Story at a glance:
- Scientific efforts to extend dogs’ lives are intended to reveal what might be possible in humans.
- Dogs’ lives are good models for humans’ lives, experts say.
- It is hard to have the FDA approve extended life treatments because of several factors.
A company is developing a treatment that may eventually expand the lifespan of people, but first it is testing it on dogs.
Spearheaded by founder Celine Halioua, a 26-year-old who studied neuroscience and is a venture capitalist, she explains that dogs make great test subjects to an anti-aging solution because of evolution.
“Dogs are unquestionably considered the best model of human aging,” Halioua said. “We have co-evolved with them, and they have a shared environment with us. They also develop age-related diseases over time. If we can do this for dogs, people will want it, too.”
The two compounds in the anti-aging dog drug are kept a secret by Halioua, and the trials start in early 2022.
Bloomberg reports that one of the major problems with creating anti-aging drugs and therapies is that people are already living overextended lives, with the Food and Drug Administration (FDA) being more welcoming to drugs and treatments that tackle specific illness or symptoms.
This dog to human alternative is not new.

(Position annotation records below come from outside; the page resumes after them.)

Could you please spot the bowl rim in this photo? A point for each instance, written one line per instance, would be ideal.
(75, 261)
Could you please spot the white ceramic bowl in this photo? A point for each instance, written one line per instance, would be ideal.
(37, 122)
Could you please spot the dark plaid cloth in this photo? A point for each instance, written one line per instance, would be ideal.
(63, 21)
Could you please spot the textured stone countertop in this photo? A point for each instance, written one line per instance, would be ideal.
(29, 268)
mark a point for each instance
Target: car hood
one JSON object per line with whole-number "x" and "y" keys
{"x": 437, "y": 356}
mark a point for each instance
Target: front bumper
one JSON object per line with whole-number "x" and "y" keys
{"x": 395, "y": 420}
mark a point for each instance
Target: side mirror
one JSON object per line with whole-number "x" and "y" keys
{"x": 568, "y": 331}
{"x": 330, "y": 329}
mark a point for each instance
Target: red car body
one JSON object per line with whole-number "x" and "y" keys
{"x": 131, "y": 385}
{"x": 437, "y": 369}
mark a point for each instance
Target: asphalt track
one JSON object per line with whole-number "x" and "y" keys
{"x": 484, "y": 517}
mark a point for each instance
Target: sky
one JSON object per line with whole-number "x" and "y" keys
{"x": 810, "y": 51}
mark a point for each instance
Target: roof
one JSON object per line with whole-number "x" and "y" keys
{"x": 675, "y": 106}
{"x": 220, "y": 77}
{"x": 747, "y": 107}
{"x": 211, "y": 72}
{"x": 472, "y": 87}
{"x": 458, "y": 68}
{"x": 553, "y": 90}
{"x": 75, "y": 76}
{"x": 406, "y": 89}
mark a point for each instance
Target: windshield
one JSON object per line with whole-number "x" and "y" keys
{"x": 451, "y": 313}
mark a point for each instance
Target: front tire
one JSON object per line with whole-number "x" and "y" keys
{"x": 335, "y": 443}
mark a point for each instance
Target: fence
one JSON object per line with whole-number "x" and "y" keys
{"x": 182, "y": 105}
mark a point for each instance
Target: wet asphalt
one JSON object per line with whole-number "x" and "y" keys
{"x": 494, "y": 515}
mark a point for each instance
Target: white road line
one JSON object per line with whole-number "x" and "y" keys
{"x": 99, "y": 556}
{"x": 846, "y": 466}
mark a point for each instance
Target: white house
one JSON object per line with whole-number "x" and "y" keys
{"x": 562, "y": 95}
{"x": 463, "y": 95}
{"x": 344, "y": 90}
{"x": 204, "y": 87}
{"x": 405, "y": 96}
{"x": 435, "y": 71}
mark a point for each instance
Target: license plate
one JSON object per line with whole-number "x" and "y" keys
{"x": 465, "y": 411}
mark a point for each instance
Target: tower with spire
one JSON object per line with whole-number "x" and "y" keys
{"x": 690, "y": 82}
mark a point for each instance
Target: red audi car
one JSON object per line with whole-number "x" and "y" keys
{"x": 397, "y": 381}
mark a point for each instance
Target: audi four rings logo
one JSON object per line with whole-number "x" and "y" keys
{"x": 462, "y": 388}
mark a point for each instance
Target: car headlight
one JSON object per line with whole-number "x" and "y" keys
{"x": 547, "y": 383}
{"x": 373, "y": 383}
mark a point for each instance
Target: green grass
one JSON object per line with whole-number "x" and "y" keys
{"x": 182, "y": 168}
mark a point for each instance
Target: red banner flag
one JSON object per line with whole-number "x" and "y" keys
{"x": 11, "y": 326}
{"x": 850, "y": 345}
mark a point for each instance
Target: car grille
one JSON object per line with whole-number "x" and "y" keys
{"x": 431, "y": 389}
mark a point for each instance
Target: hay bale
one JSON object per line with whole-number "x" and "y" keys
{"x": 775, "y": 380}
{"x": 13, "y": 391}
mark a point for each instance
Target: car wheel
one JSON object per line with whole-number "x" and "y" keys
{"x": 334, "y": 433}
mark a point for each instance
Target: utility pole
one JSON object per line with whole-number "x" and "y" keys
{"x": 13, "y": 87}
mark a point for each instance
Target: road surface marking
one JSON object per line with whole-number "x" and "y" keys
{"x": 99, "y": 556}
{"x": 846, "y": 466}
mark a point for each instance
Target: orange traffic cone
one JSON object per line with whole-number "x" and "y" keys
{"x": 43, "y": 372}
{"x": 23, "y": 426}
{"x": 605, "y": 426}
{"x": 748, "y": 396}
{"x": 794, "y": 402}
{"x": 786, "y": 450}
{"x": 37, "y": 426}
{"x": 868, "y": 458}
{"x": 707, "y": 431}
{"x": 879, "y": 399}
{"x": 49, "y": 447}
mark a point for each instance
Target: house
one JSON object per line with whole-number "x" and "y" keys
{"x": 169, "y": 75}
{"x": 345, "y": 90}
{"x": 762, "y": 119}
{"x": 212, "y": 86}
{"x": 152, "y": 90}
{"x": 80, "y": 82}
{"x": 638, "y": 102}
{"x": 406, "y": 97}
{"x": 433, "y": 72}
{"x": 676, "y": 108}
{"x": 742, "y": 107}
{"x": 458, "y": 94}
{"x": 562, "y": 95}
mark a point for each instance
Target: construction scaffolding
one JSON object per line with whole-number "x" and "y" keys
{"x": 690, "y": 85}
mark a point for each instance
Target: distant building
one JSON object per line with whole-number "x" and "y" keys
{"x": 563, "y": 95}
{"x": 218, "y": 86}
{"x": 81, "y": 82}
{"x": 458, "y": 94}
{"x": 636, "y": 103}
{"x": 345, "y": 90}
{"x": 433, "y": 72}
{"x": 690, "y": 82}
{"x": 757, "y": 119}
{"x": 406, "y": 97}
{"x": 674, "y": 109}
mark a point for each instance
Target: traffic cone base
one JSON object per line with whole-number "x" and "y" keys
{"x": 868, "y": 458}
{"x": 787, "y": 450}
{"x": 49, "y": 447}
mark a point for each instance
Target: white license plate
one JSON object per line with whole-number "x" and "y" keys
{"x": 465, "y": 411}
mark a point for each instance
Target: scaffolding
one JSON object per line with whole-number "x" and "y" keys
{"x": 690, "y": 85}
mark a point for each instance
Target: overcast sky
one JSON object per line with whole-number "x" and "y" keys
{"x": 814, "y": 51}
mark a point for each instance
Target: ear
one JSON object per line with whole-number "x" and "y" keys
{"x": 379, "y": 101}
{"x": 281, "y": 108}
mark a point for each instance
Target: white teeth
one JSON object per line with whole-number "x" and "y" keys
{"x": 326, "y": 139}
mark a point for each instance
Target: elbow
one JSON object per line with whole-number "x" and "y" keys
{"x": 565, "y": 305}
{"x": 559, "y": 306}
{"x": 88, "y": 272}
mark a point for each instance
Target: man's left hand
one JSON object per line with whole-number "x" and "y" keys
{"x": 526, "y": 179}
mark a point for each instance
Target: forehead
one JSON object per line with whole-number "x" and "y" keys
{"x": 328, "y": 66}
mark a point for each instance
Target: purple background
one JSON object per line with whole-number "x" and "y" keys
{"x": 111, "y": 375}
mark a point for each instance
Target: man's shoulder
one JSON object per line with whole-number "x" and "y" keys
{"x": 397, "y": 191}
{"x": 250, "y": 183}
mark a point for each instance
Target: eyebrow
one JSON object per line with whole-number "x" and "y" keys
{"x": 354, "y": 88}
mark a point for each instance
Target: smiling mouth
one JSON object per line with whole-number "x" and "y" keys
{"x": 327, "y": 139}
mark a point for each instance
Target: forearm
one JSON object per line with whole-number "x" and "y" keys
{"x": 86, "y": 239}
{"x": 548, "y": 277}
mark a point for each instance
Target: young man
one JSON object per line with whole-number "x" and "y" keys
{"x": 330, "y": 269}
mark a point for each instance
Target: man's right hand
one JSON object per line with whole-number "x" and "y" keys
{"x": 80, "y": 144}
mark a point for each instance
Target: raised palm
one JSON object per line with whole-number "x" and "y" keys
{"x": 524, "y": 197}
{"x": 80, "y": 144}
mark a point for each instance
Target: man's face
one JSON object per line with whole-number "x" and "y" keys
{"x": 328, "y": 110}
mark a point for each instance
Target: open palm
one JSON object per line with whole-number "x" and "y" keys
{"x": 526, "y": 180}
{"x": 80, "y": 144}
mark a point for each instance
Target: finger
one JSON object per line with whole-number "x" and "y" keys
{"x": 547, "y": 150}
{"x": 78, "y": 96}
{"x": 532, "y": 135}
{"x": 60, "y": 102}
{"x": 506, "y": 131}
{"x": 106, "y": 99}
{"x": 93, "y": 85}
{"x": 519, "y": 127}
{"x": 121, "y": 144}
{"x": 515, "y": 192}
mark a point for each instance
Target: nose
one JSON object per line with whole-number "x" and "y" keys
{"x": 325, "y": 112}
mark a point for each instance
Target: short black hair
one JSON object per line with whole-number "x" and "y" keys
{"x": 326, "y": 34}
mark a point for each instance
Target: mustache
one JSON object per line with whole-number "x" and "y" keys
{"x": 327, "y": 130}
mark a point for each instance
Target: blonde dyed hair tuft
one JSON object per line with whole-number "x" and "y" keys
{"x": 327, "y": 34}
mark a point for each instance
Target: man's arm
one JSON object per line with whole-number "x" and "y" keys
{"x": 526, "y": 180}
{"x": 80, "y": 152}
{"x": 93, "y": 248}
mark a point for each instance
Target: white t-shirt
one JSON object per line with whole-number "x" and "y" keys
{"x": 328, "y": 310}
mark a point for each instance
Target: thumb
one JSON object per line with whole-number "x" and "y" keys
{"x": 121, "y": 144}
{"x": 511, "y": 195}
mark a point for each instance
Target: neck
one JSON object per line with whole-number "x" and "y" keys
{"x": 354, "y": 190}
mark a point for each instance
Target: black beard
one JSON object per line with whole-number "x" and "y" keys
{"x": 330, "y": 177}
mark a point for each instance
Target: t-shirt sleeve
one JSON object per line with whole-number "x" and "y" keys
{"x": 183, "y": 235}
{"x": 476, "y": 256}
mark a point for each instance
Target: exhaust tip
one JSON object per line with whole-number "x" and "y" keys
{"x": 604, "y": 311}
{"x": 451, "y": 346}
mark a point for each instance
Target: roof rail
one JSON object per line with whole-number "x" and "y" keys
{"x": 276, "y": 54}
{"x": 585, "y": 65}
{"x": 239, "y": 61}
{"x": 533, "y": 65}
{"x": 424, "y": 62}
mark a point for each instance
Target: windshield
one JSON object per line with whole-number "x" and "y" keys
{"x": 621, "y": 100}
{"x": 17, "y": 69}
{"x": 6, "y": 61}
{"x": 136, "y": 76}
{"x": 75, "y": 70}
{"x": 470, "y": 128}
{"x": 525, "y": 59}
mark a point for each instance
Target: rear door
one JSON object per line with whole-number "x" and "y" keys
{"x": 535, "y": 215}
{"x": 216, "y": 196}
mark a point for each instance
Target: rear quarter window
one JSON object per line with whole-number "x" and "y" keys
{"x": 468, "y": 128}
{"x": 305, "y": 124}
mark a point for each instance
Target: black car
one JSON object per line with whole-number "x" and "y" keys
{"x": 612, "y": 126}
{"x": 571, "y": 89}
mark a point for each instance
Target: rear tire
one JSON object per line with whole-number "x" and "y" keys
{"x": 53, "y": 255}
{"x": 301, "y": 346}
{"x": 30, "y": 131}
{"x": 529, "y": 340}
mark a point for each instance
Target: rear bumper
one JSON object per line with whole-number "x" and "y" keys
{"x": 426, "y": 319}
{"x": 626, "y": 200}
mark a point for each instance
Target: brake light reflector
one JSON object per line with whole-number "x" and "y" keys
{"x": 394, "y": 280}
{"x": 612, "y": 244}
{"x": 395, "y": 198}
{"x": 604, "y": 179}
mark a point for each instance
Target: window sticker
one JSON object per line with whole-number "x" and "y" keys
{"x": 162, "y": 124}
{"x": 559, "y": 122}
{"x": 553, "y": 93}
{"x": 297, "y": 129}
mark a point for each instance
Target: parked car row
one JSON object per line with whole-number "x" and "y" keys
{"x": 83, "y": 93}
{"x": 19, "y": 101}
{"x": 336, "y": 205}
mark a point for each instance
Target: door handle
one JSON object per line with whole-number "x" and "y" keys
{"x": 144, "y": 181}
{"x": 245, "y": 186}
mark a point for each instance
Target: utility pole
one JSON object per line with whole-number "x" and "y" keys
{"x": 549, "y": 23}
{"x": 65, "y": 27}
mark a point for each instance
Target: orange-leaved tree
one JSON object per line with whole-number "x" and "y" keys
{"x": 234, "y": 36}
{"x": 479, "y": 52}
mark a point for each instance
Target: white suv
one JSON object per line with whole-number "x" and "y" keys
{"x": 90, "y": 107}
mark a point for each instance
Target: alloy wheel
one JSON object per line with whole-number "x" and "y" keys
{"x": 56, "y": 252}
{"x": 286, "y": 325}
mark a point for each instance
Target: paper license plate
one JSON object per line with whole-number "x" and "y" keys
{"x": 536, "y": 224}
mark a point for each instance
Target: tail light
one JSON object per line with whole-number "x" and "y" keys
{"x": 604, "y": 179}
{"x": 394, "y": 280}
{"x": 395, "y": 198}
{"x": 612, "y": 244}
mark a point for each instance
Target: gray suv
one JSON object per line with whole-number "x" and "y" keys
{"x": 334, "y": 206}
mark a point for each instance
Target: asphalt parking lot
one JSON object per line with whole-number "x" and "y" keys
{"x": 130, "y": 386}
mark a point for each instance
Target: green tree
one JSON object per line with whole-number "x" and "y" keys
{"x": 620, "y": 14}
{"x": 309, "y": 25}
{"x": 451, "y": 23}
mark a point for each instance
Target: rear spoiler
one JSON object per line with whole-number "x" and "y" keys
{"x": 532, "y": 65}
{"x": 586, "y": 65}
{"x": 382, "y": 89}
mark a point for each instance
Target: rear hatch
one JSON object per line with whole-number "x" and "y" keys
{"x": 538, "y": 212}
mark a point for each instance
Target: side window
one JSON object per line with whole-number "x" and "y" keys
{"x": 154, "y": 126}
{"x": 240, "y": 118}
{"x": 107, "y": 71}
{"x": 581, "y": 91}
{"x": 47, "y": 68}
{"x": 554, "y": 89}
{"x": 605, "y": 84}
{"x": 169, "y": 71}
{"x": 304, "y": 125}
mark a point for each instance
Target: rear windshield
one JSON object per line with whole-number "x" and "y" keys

An estimated 30,000 dog owners submitted their pets for a Dog Aging Project that was backed with $25 million from the National Institutes of Health (NIH) to study the effects of rapamycin on aging dogs.
Matt Kaeberlein, a professor of pathology at the University of Washington and the project’s co-director, said, “Rapamycin seems to delay or reverse aging in pretty much every tissue where it has been looked at.”
However, doctors have criticized the compound for its side effects in organ transplant patients.